Do you believe Luis Cervantes always intended on deserting the revolution or that he only developed the plan later?
Cervantes reminded me a lot of this current idea of “escaping” Mexico, of the desire of many families to escape from the violence these days and go to the US to make a new life. But this is usually only a reality to those who can afford to do this, which was also the case of Cervantes. He was an intellectual, had means to support himself, which is why he could have a “better” life in the US. What do you think about this decision? Do you think it was selfish of him to leave his country in such times, to get himself a better life?

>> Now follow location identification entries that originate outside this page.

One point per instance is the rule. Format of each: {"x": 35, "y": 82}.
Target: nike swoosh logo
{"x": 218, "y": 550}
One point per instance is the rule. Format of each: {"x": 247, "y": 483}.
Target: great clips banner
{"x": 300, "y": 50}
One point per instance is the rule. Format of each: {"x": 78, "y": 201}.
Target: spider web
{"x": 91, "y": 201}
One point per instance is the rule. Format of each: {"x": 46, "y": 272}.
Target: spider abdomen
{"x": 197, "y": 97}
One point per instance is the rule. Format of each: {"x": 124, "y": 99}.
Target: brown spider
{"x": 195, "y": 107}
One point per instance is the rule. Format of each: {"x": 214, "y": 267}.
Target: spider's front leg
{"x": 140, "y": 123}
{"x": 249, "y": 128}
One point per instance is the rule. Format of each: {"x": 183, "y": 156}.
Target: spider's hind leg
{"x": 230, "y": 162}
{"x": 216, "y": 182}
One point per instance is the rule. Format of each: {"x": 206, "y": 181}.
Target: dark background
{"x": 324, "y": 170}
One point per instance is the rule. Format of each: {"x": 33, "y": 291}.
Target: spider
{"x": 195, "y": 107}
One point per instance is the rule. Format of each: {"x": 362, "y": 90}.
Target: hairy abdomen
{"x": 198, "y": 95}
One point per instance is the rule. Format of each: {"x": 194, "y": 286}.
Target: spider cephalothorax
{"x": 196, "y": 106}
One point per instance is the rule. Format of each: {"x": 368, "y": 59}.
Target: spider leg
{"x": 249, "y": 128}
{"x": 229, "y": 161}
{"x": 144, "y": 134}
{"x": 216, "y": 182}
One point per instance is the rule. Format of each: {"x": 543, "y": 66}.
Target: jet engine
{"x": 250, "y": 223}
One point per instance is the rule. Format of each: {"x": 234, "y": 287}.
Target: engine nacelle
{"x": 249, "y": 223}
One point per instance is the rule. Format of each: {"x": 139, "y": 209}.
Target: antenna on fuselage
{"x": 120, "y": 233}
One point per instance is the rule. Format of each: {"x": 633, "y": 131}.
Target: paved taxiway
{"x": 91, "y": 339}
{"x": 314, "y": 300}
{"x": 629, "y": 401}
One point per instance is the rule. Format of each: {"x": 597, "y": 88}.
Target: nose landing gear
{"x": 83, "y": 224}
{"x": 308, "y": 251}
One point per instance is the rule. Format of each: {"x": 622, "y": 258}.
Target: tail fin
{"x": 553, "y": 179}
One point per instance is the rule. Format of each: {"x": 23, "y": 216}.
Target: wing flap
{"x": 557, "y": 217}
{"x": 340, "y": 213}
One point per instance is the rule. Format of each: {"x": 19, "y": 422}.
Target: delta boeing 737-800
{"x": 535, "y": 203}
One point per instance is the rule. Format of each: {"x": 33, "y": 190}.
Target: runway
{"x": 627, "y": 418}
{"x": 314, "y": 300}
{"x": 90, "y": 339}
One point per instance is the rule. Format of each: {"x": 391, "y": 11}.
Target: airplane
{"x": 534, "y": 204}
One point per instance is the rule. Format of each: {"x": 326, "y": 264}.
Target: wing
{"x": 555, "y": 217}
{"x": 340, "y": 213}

Who is the character you liked the most and why? What similarities and differences would you highlight between Demetrio and Camilla?
What did you think of Cervantes’s character? What do you think his primary motivations were, and how did they seem to transform the more he was welcomed into the group of men?
Which Character did you feel to be most impactful on this story, and why?
What was your favourite nickname in the novel? Why? Bonus question: Do you have any nicknames?
Gender
Do you think the objectification of the women in this novel adds to the narrative or plot of this story or does it just serve as an example of how women’s role in society has changed (or not?) since the Revolution?
What do you think the portrayal of women does for the story? Does it show a woman’s place in the revolution or does it serve as something more for the story?
Do you think the female characters in this novel were well represented of women in the Revolution through the likes of Camila and Warpaint?
Other
Did you guys like this book? What part about it was something you enjoyed or something you really didn’t like?
Do you think a revolution, with its new moral standards and intention to be fair and equal to all, is to high of an order to ask of us, the people that just want to live however we want to live?
Do you believe in the central premise that the minority of intellectuals in power are to blame for warfare? Or, more cynically, do you consider man’s devolution into violence inevitable?
Do you think that Mariano Azuela purposefully made Luis Cervantes actions in the novel reflect his personal experiences?
Do you like reading books about war? If so, what are the best books to read about this theme?
Did you find the extensive use of dialogue in the book an advantage or disadvantage?